Here's the bad news: Spectrum Pharmaceuticals (NAS: SPPI) sold only $21 million worth of its non-Hodgkin's lymphoma drug Zevalin over the first nine months of last year, essentially flat over the year-ago period and a long way from blockbuster.
Here's the good news: Spectrum Pharma has been making changes that should kick-start Zevalin's growth.
In November, the FDA removed a bioscan requirement from Zevalin's label. The inconvenient bioscan procedure, which required a test dose to be administered before the therapeutic dose, hampered sales, causing two different companies to let go of the drug. Biogen Idec (NAS: BIIB) developed the drug and sold it to Cell Therapeutics (NAS: CTIC) , which sold it to Spectrum Pharma.

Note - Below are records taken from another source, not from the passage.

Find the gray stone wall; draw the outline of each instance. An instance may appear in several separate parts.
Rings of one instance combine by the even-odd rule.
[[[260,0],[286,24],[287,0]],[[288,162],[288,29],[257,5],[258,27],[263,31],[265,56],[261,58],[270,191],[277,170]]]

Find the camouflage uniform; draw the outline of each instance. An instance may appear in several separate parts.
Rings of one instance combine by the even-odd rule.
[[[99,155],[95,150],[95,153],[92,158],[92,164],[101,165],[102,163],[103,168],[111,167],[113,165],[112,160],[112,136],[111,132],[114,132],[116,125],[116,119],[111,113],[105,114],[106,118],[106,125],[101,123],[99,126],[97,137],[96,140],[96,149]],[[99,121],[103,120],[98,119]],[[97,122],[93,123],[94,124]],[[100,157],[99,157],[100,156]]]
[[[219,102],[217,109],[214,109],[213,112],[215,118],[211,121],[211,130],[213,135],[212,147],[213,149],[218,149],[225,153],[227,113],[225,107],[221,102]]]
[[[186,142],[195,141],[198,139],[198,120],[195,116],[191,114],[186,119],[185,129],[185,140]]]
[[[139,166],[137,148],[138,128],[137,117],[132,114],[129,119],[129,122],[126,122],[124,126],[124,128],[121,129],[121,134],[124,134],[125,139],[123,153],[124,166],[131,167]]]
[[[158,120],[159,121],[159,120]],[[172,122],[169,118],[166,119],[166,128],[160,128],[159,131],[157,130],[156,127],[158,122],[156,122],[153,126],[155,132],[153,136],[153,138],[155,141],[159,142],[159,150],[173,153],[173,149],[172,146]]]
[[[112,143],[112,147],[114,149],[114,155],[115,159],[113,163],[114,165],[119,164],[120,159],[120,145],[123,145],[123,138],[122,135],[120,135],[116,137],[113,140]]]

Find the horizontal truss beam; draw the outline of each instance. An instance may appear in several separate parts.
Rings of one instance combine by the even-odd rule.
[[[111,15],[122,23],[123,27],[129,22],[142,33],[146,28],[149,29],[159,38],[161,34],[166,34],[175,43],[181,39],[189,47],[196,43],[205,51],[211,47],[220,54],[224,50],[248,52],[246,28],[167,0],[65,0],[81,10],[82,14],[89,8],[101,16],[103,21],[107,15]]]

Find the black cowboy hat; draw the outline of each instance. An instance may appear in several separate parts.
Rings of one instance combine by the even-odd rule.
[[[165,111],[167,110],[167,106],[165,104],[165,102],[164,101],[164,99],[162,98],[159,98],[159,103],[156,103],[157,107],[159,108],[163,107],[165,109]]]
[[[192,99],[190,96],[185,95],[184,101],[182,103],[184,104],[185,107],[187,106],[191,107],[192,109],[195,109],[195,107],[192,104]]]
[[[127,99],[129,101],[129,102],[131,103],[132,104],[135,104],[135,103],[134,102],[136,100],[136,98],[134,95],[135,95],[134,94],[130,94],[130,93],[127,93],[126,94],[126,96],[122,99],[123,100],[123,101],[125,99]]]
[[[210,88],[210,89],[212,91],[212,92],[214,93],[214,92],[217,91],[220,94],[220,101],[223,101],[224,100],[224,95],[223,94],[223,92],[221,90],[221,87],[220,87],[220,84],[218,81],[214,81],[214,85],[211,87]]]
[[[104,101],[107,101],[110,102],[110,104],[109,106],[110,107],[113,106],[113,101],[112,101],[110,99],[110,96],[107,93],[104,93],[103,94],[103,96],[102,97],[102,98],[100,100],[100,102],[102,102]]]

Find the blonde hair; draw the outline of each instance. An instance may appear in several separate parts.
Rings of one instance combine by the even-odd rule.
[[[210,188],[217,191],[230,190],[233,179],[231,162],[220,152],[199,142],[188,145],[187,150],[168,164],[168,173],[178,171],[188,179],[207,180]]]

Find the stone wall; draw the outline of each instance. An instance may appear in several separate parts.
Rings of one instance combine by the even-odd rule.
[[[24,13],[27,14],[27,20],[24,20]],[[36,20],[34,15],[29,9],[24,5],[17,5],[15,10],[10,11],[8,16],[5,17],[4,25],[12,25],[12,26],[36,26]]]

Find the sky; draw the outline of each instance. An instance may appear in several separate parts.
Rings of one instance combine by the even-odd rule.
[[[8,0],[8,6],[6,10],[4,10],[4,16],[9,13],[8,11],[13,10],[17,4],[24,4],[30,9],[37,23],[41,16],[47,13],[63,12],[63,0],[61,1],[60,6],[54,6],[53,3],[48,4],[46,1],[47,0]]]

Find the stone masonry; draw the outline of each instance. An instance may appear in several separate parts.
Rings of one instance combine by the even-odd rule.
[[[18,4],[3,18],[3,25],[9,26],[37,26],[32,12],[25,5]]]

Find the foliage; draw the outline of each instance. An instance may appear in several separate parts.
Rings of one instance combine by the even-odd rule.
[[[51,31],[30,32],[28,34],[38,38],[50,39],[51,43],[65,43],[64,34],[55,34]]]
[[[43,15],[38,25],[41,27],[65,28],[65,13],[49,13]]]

I don't think removal of the bioscan requirement will suddenly make Zevalin an instant blockbuster. There's potential; its biggest competition is Biogen and Roche's (OTC: RHHBY) Rituxan, a multibillion dollar product, albeit with an approval for rheumatoid arthritis that Zevalin isn't appropriate for. But even 10% -- a couple of hundred million -- would be a vast improvement.
Specturm is also trying to expand Zevalin's use into other cancer-patient populations. In a study published this week of aggressive lymphoma patients being prepared for stem-cell transplants, Zevalin plus chemotherapy produced better survival rates than did chemotherapy alone. Two-year survival was 59% in Zevalin-treated patients versus 37% for chemotherapy alone. With the small trial size, the difference wasn't statistically significant, but it was good enough to warrant a larger trial. Spectrum is already testing the drug in two other phase 3 trials in other lymphoma patients.
Spectrum has drugs in its pipeline like Fusilev, which is currently the top seller thanks to the lack of availability of a related generic, but Zevalin is the mid-term future of the company and what investors should be watching.
Spectum has been on a tear since October, essentially doubling. It might keep going up -- predicting investor behavior in biotech is tough -- but I'm not willing to put my CAPS score on the line just yet. Instead I've made a call with a start limit of $13.50 -- yep, we've got that capability -- so if the stock drops below that level my outperform CAPSCALL will automatically be enacted. Play along at home with your own CAPS call on Spectrum Pharma or any other company you have an opinion about. It's free. It's fun. And, of course, it's Foolish.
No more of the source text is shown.